Pode o documentário ser, ele mesmo, um laboratório da memória? De que maneira os procedimentos cinematográficos investigam, resgatam e reelaboram experiências do passado à luz do presente? São algumas das perguntas postas em questão por Orestes, A Noite Escura da Alma e Procura-se Irenice. Os filmes indagam o passado vivido na ditadura militar e que persiste no presente na forma de traumas, impunidade e silêncio. O longa paulista reflete sobre a Justiça e aproxima a violência praticada nos dias atuais aos crimes de Estado não punidos até hoje, através de uma multiplicidade dissonante de pontos de vista e diferentes procedimentos de mise-en-scène, como depoimentos, encenação e psicodrama.
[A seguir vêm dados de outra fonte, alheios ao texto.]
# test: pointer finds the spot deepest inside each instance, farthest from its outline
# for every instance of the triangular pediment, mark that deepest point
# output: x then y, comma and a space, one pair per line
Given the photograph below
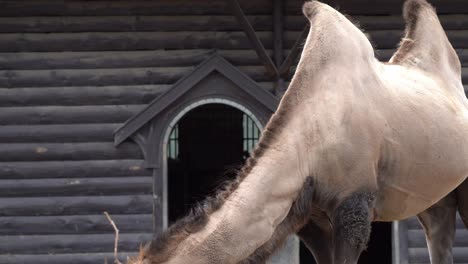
214, 63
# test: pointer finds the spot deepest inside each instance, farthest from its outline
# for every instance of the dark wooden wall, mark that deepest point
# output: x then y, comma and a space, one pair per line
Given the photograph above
73, 71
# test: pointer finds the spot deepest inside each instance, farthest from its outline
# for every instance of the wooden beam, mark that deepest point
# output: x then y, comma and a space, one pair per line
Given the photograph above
278, 24
254, 40
295, 51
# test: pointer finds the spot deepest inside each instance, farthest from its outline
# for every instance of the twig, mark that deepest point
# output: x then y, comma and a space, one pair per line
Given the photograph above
116, 244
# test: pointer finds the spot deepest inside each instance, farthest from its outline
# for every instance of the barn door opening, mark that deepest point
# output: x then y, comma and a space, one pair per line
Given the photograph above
206, 148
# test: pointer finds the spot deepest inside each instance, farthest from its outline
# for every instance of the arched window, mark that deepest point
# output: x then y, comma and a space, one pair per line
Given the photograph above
206, 147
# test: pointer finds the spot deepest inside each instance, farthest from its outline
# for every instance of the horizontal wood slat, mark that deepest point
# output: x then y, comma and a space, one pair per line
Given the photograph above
112, 8
77, 258
70, 169
122, 41
37, 244
76, 224
104, 77
68, 151
57, 133
47, 24
76, 205
76, 187
120, 59
41, 115
81, 95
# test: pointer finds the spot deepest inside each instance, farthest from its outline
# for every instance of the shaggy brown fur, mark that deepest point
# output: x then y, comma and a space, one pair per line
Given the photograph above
161, 248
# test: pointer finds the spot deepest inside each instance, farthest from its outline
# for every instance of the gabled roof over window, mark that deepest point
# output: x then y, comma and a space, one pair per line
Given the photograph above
215, 63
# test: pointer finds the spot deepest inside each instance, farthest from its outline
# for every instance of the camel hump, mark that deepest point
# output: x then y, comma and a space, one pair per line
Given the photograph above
333, 38
425, 44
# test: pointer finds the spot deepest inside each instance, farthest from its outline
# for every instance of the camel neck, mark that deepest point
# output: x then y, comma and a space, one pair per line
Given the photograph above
252, 212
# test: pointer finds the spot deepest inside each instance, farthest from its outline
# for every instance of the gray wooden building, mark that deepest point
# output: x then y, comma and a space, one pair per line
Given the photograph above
122, 106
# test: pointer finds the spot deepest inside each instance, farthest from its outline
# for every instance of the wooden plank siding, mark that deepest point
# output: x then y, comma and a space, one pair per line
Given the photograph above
71, 72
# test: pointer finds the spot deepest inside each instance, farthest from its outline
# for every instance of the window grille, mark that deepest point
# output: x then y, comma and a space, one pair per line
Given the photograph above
173, 144
251, 135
Já o longa baiano, ao articular testemunhos e performances, promove, a um só tempo, uma escuta e uma interpretação da memória dos militantes torturados na Bahia, estado onde a ditadura permaneceu e se projetou na cultura. O personagem que dá nome ao título do curta paulista foi uma voz que se insubordinou e desafiou o preconceito (racial e de gênero) e o controle dos corpos e comportamentos impostos pela ditadura militar. Por não aceitar ser subjugada, Irenice foi boicotada na sua profissão, o atletismo, e apagada da história. No filme, seus vestígios são investigados para que se reconheça e se afirme a importância que lhe é de direito.
Conhecer e reconhecer a existência e singularidade de quem teceu e tece nossa história ao mesmo tempo em que se insurge contra seu próprio apagamento é o desafio de um conjunto dos curtas reunidos. Em Antonieta, acompanhamos a saga de uma mulher negra em defesa da educação. Conectando as memórias da vivência com os índios xavantes e o candomblé, a história de Abigail emerge das imagens de arquivo e da mise-en-scène partilhada. Em O Retrato de Carmem D., as nuances da psique humana desdobram-se nas relações familiares e no cotidiano de uma mãe com sua filha, que fazem da câmera testemunha e analista. Seu Osvaldo, o primeiro dj do Brasil, era negro e organizava bailes como alternativa para a segregação social e racial. Sua Orquestra invisível Let’s Dance era mais que uma festa, lugar de afirmação, pelos corpos, de uma comunidade, que o documentário trabalha para reinscrever na história.
O mundo não quer que voemos, nos quer com os pés no chão, amarrados a instâncias que reproduzem valores antiquados, estudando e trabalhando sem perguntar para quê ou para onde. Vítor com sua capa e Jonas em cima do trapézio mostram que não é cedo nem tarde demais para sonhar e lutar por isso. Em O voo e Jonas e o circo sem Lona, acompanhamos o tecer dessas fantasias, e por que não, realidades, onde a câmera que observa é a mesma que fica de lado, deixando as mãos livres para amparar as quedas e dizer que a história não acaba aí; é sempre tempo de voar, para atravessar abismos.